Südrussischer Schäferhund

Südrussischer Schäferhund oder Südländer (geboren in Südrussland Ovcharka) ist eine Hunderasse, deren Geburtsort die Ukraine und die Krim sind. Dies ist ein großer, aggressiver Hund, dessen Hauptzweck darin besteht, die Herde vor Raubtieren und Menschen zu schützen. Die Rasse ist nicht für Anfänger geeignet, die nicht sicher genug sind und keine Erfahrung in der Haltung großer Hunde haben.

Rasse Geschichte

Wie viele berufstätige Rassen können auch die südrussischen Schäferhunde keine detaillierten Stammbäume vorweisen. Es gibt viele Versionen des Ursprungs der Rasse, von denen die meisten fiktiv sind. Am beliebtesten ist, dass sie aus der Kreuzung von einheimischen Hunden und spanischen Rinderhunden entstanden sind.

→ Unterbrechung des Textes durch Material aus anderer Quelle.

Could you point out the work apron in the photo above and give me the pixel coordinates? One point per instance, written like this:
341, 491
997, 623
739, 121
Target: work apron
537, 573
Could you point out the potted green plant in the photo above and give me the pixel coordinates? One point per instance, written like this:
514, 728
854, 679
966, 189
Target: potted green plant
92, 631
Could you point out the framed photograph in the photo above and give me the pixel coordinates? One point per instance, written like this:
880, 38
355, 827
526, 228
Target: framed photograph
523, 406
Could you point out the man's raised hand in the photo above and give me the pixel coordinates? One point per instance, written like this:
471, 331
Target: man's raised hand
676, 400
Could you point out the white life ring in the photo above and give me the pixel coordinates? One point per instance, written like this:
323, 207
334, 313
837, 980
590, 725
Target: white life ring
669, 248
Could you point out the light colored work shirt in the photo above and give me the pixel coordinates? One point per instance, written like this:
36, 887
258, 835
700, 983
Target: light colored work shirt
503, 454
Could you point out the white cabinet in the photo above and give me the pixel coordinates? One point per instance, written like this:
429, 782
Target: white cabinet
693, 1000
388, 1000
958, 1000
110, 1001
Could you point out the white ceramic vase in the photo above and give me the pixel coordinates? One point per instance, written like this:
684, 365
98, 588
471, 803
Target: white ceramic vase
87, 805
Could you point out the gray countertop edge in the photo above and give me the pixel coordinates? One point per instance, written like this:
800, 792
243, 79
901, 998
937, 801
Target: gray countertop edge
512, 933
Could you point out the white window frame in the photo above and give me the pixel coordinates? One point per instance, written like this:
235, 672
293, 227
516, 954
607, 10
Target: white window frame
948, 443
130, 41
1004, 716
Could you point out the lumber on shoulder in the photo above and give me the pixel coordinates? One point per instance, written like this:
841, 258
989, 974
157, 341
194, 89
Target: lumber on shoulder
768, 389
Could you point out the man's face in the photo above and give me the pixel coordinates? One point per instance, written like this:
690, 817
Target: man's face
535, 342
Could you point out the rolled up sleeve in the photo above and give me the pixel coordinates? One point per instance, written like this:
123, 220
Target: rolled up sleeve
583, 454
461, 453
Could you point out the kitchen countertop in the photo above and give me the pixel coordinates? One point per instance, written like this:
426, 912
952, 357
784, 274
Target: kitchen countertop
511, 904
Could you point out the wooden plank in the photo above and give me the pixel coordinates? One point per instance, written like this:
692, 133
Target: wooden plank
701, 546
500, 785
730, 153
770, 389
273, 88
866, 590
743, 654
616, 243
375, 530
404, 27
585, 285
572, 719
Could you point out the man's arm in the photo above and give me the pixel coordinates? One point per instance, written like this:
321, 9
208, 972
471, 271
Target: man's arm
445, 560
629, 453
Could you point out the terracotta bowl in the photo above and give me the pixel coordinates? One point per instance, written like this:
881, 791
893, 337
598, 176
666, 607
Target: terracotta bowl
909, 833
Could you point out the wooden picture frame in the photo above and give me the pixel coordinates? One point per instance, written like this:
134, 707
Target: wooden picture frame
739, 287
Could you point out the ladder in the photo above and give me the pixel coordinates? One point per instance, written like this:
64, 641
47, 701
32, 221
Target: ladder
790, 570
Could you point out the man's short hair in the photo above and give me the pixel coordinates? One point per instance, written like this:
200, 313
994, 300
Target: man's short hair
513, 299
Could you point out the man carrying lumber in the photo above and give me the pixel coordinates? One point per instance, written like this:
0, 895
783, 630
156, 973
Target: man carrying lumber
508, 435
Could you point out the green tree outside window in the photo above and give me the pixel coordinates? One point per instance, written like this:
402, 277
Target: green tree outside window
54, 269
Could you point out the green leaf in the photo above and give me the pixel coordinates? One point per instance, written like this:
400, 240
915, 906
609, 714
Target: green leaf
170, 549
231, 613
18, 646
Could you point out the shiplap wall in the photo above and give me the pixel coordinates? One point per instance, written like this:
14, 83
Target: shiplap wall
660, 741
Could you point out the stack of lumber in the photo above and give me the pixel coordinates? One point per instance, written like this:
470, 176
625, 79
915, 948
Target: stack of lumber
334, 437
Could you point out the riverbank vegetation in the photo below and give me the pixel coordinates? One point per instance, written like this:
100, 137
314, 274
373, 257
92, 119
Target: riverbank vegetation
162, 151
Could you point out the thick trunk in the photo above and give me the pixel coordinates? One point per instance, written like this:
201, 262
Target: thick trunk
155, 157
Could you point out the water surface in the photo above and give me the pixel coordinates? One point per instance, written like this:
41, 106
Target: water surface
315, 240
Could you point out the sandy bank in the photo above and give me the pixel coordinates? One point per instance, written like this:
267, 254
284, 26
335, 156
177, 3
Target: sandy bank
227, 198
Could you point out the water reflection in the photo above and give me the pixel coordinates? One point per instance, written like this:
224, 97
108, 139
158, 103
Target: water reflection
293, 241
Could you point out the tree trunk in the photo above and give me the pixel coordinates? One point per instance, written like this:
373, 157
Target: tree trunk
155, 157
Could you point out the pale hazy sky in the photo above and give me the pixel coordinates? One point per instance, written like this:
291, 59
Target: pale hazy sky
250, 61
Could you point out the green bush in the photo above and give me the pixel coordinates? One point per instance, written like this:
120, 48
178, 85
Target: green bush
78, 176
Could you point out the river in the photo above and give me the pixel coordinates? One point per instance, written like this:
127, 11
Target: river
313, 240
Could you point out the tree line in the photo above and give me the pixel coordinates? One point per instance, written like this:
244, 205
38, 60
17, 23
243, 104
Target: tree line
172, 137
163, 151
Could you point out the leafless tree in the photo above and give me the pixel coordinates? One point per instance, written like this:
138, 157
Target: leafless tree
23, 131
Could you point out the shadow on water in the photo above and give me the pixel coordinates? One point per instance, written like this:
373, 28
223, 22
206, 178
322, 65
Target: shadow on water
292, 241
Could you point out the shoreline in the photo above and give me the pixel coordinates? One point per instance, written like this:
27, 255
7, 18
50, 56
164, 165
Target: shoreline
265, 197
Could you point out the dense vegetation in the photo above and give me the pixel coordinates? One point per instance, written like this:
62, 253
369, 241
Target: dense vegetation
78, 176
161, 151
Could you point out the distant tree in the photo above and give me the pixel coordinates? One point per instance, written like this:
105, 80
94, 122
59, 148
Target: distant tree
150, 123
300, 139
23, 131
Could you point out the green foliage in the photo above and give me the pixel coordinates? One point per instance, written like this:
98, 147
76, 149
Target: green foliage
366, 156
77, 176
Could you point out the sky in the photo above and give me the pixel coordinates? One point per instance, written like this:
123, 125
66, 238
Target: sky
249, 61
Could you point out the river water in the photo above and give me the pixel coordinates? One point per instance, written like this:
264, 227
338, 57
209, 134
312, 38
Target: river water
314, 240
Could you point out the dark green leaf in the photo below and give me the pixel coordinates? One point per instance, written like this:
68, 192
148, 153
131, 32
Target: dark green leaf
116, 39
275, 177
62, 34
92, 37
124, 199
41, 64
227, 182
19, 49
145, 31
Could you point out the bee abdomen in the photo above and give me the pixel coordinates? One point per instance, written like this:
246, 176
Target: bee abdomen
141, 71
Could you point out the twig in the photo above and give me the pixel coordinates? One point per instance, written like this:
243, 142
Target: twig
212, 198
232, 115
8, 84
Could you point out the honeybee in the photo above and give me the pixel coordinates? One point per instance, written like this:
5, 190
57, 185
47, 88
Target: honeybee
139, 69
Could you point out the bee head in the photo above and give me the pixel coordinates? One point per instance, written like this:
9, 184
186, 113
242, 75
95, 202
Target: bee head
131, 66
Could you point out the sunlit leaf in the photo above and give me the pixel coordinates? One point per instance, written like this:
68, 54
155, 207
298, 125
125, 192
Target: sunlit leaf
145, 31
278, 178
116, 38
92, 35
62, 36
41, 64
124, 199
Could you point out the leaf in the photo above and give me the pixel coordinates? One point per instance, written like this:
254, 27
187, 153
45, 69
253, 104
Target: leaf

Seit 1797 importierte Spanien Schafe nach Russland. Diese Hunde wurden aus dem ganzen Land gebracht und in riesigen Herden gesammelt, die von Schäferhunden begleitet wurden. Die meisten Schafe wurden nach Askania Nova gebracht, einem Naturschutzgebiet in den Steppen der Region Kherson in der Ukraine.

Die Hunde, die die Herden begleiteten, kreuzten sich mit einheimischen Rassen wie dem Komondor, da sie nicht groß genug waren und mit den Steppenwölfen nicht zurecht kamen. Und die Notwendigkeit, die Herde zu managen, war nicht so dringend.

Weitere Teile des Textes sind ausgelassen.